Analysis of how-many-squares and rectangles are are there on a chess board?
Solution 1:
Here is an easy way to count the number of rectangles. There are $9$ horizontal lines on the chessboard, and $9$ vertical lines. Choose two distinct horizontal lines, and two distinct vertical lines. These determine a unique rectangle. And any rectangle determines a pair of horizontal lines and a pair of vertical lines.
So the number of rectangles is $\binom{9}{2}^2$. That is $1296$.

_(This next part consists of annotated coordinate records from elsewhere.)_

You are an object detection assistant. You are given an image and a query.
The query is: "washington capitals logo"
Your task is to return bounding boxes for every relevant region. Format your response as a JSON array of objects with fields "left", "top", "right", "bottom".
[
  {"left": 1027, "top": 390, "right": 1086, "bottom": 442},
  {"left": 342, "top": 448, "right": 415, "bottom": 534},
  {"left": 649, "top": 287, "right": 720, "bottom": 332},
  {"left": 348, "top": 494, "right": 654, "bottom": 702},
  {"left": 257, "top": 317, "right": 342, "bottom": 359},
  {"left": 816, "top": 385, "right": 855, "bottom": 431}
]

Exactly the same idea can be used to count the number of rectangles on an $m$ by $n$ chessboard. It is $$\binom{m+1}{2}\binom{n+1}{2}.$$
The number of squares is a bit less nice. It is easy to see that there are $8^2$ small $1\times 1$ squares, $7^2$ $2\times 2$ squares, and so on down to $1^2$ $1\times 1$ squares, for a total of $$1^2+2^2+3^2+\cdots+8^2.$$ Now we can add up, but there is also a simple formula for the sum of the first $n$ squares. The same idea works for counting the squares on an $n \times n$ chessboard.
Solution 2:
If you look at a chessboard ($n = 8$), there are
- 1 square of size 8x8
- 4 squares of size 7x7
- 9 squares of size 6x6
- and so on until
- 64 squares of size 1x1
So, really, the formula boils down the the summation $\sum_{i=1}^n i^2$, which can be derived as shown in the answers here. See also a combinatorial approach to better suit your question.
For rectangles, note that for an $n \times m$ chessboard, there are $n+1$ lines that form the rows and $m+1$ lines that form the columns. A rectangle will be bound by two of these rows and two of these columns, so the number of rectangles is given by:
$R(n,m) = \binom{n+1}{2}\binom{m+1}{2}$
Note that the formula is generalized for any rectangular chessboard, not just a square one.
Solution 3:
To get the squares, integrate $(m+1-x)(n+1-x)$ for $x$ from $1$ to $m$, where $m$ and $n$ are the dimensions of a $m\times n$ chessboard, where $m\lt n$.